An experience of victory becomes a powerful material to reach a realization that people can make change happen. Throughout the poor’s life, experiencing victory and an affirmation of their self-worth rarely happens. What happens most of the time is rejection, discrimination and all related negative experiences. In the action-reflection process, the facilitator of learning needs to be sensitive to the people’s individual histories of frustration. The first issue around which learning will come from should be simple and easy to resolve. The principle in community organizing that should guide the facilitator of learning should be: Start where the people are but do not end where they are. So, the reflection process starts reviewing, for instance, the successful action at city hall mentioned above. Women who haven’t gone out of the confines of their domestic cares are now thrust into the role of looking after the health of the community because of their individual self-interest which is the health of their respective families. During the reflection session, they realize that their support for community action is not just something that comes out from the goodness of their heart. The bottom line is that their action come from their respective self-interests. Then they learn that self-interest is not a narrow concept but too broad an idea that it covers everything about a human being’s need.

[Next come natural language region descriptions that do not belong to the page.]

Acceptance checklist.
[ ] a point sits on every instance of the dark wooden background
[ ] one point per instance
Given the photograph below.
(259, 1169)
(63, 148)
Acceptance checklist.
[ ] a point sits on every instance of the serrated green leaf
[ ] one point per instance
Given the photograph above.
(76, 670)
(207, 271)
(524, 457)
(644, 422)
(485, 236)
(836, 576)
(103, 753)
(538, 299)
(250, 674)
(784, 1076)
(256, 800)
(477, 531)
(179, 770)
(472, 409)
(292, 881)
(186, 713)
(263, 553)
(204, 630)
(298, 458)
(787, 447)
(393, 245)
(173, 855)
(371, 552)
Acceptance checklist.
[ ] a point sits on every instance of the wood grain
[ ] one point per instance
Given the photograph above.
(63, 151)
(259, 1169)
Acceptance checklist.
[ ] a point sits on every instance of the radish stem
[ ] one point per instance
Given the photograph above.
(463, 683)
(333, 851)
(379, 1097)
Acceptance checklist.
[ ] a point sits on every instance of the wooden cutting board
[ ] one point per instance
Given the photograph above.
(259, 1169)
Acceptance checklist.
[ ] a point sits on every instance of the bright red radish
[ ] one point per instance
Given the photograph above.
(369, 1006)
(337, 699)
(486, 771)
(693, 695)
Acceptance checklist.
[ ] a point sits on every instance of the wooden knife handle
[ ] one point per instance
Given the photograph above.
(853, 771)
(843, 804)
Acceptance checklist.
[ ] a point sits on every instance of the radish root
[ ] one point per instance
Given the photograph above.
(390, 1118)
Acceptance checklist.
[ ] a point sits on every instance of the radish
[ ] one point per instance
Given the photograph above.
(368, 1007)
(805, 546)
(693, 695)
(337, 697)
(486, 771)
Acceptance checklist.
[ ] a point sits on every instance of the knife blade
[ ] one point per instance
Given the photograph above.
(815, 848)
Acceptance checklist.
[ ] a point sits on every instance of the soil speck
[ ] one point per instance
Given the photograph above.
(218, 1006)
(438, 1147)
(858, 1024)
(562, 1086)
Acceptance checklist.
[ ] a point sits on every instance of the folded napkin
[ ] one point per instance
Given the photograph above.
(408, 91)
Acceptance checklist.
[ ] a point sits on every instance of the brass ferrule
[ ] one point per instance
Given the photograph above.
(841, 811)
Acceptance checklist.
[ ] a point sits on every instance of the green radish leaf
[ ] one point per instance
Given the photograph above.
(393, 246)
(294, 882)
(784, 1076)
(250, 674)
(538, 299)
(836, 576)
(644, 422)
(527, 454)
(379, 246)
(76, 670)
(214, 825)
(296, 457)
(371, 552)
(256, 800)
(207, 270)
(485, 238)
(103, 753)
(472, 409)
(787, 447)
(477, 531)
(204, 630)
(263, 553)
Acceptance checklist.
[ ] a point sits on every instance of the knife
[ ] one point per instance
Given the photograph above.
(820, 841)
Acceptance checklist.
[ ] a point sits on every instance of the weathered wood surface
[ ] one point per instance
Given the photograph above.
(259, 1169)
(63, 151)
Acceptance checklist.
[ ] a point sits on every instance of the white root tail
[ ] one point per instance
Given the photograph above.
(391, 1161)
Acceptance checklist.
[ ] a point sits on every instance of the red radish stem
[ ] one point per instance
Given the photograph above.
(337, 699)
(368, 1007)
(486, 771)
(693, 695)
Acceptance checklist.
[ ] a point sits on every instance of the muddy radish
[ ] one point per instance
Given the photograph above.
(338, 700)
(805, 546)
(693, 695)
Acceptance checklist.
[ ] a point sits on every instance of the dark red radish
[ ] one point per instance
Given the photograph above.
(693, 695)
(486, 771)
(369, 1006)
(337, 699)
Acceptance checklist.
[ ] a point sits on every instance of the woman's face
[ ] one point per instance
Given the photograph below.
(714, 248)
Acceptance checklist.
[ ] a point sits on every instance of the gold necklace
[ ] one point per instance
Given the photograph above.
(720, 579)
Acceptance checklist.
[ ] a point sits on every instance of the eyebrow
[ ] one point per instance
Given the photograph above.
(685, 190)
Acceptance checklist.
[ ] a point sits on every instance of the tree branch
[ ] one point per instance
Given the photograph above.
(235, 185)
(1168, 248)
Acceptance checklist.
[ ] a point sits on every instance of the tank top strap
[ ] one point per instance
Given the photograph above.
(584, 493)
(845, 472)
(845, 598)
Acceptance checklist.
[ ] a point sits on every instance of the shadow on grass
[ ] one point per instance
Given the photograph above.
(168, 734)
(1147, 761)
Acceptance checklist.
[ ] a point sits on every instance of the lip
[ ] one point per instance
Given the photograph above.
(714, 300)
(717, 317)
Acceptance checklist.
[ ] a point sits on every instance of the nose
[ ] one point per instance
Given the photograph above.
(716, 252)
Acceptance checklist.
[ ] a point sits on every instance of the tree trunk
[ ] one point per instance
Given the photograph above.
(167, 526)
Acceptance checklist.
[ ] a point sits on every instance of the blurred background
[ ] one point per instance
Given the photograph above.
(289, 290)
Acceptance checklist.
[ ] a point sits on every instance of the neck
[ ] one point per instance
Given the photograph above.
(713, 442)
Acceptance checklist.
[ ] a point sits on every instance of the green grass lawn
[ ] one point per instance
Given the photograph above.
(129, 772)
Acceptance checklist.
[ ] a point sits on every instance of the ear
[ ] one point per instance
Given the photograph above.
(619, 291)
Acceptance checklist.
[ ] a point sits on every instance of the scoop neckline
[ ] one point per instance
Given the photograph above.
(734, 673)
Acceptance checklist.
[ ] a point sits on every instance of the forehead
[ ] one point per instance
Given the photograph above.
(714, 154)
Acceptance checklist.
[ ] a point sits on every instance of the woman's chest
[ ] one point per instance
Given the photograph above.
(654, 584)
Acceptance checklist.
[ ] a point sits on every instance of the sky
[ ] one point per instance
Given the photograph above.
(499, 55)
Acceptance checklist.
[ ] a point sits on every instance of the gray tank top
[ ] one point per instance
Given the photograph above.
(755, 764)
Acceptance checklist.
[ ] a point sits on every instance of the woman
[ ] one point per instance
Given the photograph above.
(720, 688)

From the reflection session, the community organizing process builds on one realization after another until people’s state of apathy and fatalism has been shaken and from it the process of transformation begins to develop. It’s during the reflection sessions that participants in the process are led to identify the sore spot in their sense of self-esteem. The participants may or may not want to share the sore spots in their self-esteem but suffice it to say that the reflection process has taught them to see the forces inside themselves that make them unable to explore the possibilities of making their dreams come true. The reflection session is a way for people to review collectively and individually their collective action in relation to what they can do better , given their present circumstances.